Roadside assistance plans will give you emergency assistance to get your vehicle to a repair shop, but they don't pay for the tire to be repaired or replaced. Tires can be covered by a manufacturer’s warranty or by purchasing tire road hazard protection. Coverage options, exclusions, and policy limits will vary by protection plan.
Here are a few of the most common types of tire coverage:
Manufacturer’s Tire Warranty
Most new tires come from the manufacturer with a built-in warranty, but a manufacturer’s warranty has limits. The manufacturer’s warranty covers any defects in workmanship.
If the tire is found to be flawed due to a manufacturing defect or material defect, the manufacturer will replace the tire free of charge.
Common defects covered by the manufacturer’s warranty include sidewall cracking and block or tread loss. You should be aware that new tire manufacturer’s warranties do not cover punctures from external sources.
Road Hazard Protection
When you buy a new tire from a tire shop, you will likely be offered a road hazard warranty. A road hazard is something that causes a tire to fail when driving on a maintained road. Examples of road hazards include nail punctures or an impact that causes tire breakage. The cost may come out to $20–$30 per tire on average.
If you frequently drive on roads where you see a lot of debris, road hazard protection could make sense for you. Many manufacturers have mileage limits on road hazard protection or limit the coverage to the first full year of ownership.
Tire and Wheel Protection
You can buy tire and wheel coverage on a new or used vehicle, and it will cover damages caused by road hazards such as glass, metal, potholes, debris, etc.
In addition to paying for the damage, the policy will also pick up any towing charges for road hazard damage. Deductible limits and mileage limitations will vary by plan.
Vehicle Protection Program
Vehicle protection programs or mechanical breakdown insurance (MBI) plans are often offered by a car dealership when you purchase a new car. The program may or may not cover tire and wheel repair or replacement due to a road hazard.
You will need to read the contract and have the salesman explain the terms in detail before purchasing a vehicle protection program.
Be Aware of Coverage Exclusions
Depending on what type of tire plan you purchase, there will be some exclusions to coverage. Some common exclusions include:
- Wheel Replacement: Very few warranties/tire policies will cover wheel or rim replacement. The cost of aluminum wheels is high, and many manufacturers will opt to repair rather than replace rims.

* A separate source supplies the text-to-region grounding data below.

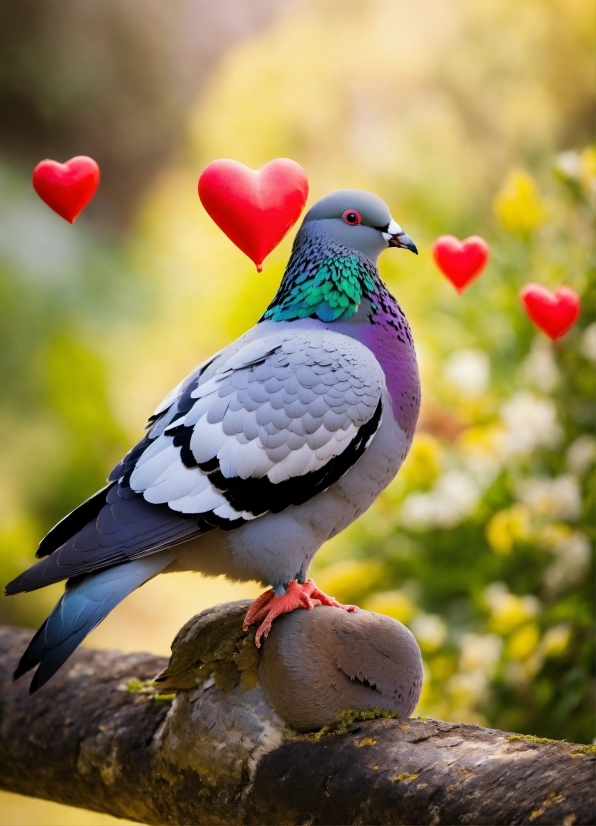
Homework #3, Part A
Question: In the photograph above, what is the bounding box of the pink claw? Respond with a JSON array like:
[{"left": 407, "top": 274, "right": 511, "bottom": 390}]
[{"left": 243, "top": 579, "right": 358, "bottom": 647}]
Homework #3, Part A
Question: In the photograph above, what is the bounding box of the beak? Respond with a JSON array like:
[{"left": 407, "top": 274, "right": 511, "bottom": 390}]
[{"left": 381, "top": 219, "right": 418, "bottom": 255}]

They may only offer to replace the rim if the damage is too severe for the tire to hold air when inflated.
- Alignments: Hitting a large pothole or colliding with other road debris can cause a car to become misaligned. Most road hazard policies or tire insurance plans will not pay for your vehicle to be aligned.
- Curb Damage: Some plans exclude curb damage. Curbs made out of granite materials, often with sharp corners, can slash through tires.
Is Tire Insurance Right for You?
Buying tire insurance in addition to the coverage you already have with a manufacturer’s warranty may or may not be a good idea for you. You will have to weigh the pros and cons and decide if the protection is worth the cost of the coverage for you.
Consider what is and isn’t covered as well as the cost, and compare the cost of insurance against the cost of buying a new tire.
If road hazard insurance is included for free when purchasing tires, it may be a good idea to take advantage of it.